Decades ago I sought to compress my general philosophy into three expressions:
  • It's all Good
  • Everything I think, say, and do is Important
  • Treat every thing as if it were self-aware
It made sense to me, but elaborating on the concepts proved to be quite an adventure. Adventure is defined as "an exciting or remarkable experience". Here follows the update on those three points.

 Whether viewed externally as the Big Bang or other description, such as "And God said..." there appears to be some measure of acceptance that All That Is sprang from a common point/source of energy. I call it Consciousness. A lot of folks aren't ready for that leap, however.

 Whatever exists now is connected to that first cause (conscious or not.) Therefore, in a fit of poetry (see A Gnome, A Candle, And Me) came the following:

IT is all connected
It IS all connected
It is ALL connected
It is all CONNECTED

 That's got to be Good.

 Yet why on Earth would I conclude that everything I thought, said, or did was important? What's the alternative, based on the first premise? We, you, and I are a part of Creation. We exist and we are aware of that. Consciousness. Debates can discuss the "I think, therefore I am" versus "I am, therefore I think" conundrum.
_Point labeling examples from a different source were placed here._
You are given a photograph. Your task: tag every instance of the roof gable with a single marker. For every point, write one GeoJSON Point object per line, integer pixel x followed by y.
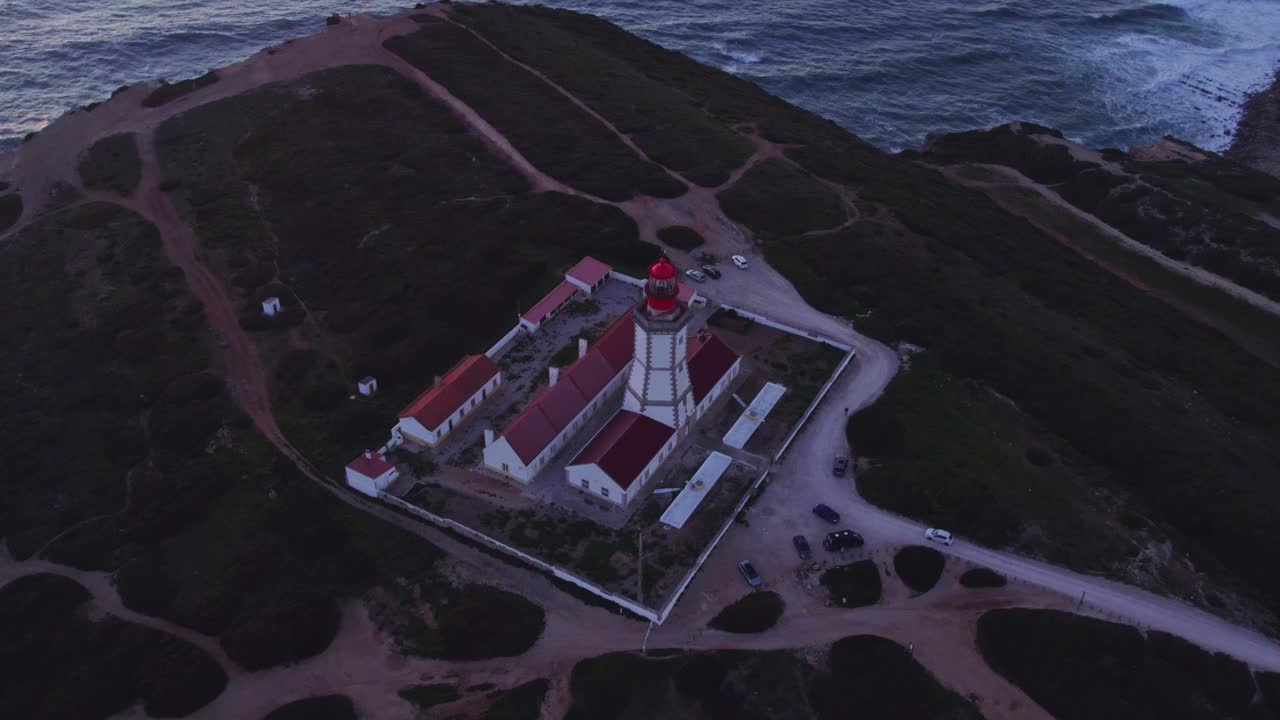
{"type": "Point", "coordinates": [709, 358]}
{"type": "Point", "coordinates": [461, 382]}
{"type": "Point", "coordinates": [625, 446]}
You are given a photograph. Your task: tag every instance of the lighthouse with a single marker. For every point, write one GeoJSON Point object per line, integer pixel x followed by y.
{"type": "Point", "coordinates": [658, 384]}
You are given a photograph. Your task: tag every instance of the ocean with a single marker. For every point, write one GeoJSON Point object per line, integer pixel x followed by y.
{"type": "Point", "coordinates": [1109, 73]}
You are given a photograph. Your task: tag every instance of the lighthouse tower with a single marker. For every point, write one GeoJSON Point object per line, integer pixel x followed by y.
{"type": "Point", "coordinates": [658, 384]}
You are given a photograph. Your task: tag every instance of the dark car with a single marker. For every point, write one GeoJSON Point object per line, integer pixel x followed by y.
{"type": "Point", "coordinates": [841, 540]}
{"type": "Point", "coordinates": [841, 464]}
{"type": "Point", "coordinates": [826, 513]}
{"type": "Point", "coordinates": [801, 547]}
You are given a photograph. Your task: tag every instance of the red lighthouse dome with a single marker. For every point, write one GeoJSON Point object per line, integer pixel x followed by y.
{"type": "Point", "coordinates": [662, 288]}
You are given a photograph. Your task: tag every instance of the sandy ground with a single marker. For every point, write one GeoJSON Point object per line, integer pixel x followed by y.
{"type": "Point", "coordinates": [361, 664]}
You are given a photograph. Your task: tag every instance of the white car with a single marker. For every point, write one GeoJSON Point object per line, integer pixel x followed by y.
{"type": "Point", "coordinates": [938, 536]}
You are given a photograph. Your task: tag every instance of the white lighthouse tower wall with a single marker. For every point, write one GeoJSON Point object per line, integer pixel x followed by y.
{"type": "Point", "coordinates": [658, 384]}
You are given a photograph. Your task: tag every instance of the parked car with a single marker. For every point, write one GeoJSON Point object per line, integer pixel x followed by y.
{"type": "Point", "coordinates": [841, 465]}
{"type": "Point", "coordinates": [826, 513]}
{"type": "Point", "coordinates": [801, 547]}
{"type": "Point", "coordinates": [841, 540]}
{"type": "Point", "coordinates": [938, 536]}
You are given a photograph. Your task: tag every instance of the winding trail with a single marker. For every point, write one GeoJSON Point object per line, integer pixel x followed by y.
{"type": "Point", "coordinates": [361, 662]}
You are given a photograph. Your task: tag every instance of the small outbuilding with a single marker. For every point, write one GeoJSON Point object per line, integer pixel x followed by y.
{"type": "Point", "coordinates": [370, 473]}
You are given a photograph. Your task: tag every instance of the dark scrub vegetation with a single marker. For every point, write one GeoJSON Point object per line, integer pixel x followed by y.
{"type": "Point", "coordinates": [373, 203]}
{"type": "Point", "coordinates": [753, 613]}
{"type": "Point", "coordinates": [320, 707]}
{"type": "Point", "coordinates": [863, 677]}
{"type": "Point", "coordinates": [919, 566]}
{"type": "Point", "coordinates": [855, 584]}
{"type": "Point", "coordinates": [60, 665]}
{"type": "Point", "coordinates": [672, 128]}
{"type": "Point", "coordinates": [1203, 212]}
{"type": "Point", "coordinates": [470, 621]}
{"type": "Point", "coordinates": [429, 696]}
{"type": "Point", "coordinates": [681, 237]}
{"type": "Point", "coordinates": [775, 197]}
{"type": "Point", "coordinates": [10, 209]}
{"type": "Point", "coordinates": [982, 578]}
{"type": "Point", "coordinates": [522, 702]}
{"type": "Point", "coordinates": [169, 91]}
{"type": "Point", "coordinates": [112, 164]}
{"type": "Point", "coordinates": [1079, 668]}
{"type": "Point", "coordinates": [556, 135]}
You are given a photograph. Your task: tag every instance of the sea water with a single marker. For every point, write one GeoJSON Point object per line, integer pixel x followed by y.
{"type": "Point", "coordinates": [1107, 73]}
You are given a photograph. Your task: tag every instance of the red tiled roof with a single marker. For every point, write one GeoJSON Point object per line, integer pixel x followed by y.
{"type": "Point", "coordinates": [588, 270]}
{"type": "Point", "coordinates": [461, 382]}
{"type": "Point", "coordinates": [371, 466]}
{"type": "Point", "coordinates": [553, 300]}
{"type": "Point", "coordinates": [556, 406]}
{"type": "Point", "coordinates": [708, 361]}
{"type": "Point", "coordinates": [625, 445]}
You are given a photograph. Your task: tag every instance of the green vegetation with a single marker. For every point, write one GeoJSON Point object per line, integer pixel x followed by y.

 Perhaps you've had a moment where someone, perhaps a stranger, smiled at you. Maybe they wavedYou know how you felt. And, I suspect, you've also smiled, waved, or thoughtfully appreciated someone. They felt your gesture as surely as you felt theirs. I'd call that Good - an extension of the source Good. In essence, we're all a part of this creative Universe, and by doing our "little things" in every moment we add to that "tide that lifts all boats." Even those boats that don't know they're in the water.

 Treating every thing as if it is self-aware comes easily. Got a name for your car? Love your pet? Chat now and then with your plants? Enjoy a sun rise, sun set, moon, clear sky, etc.? There is a long list of things we appreciate.

 If IT is all connected, then appreciation for every thing makes for a more joy-filled moment. And, like you and me, you feel good when you appreciate something. Appreciation may prove to be the closest thing we have to the elusive concept of Love. In the "all is connected" scheme, appreciation/love may be the creative experience we have with gravity, whatever that universal force may be. Newton described it, Einstein wanted to explain it, but to date gravity remains perplexing.

 The Universe is expanding, confounding many. Gravity should have reached its limit from the Big Bang and begun contracting. It would. Unless, of course, a multitude of little things energize it into another direction.

 What an adventure! So, why not smile, wave, wink, and delight in every one and every thing? It certainly couldn't hurt anything. Who knows, such activity may propel our wonderful Creation forward. Now that's Good!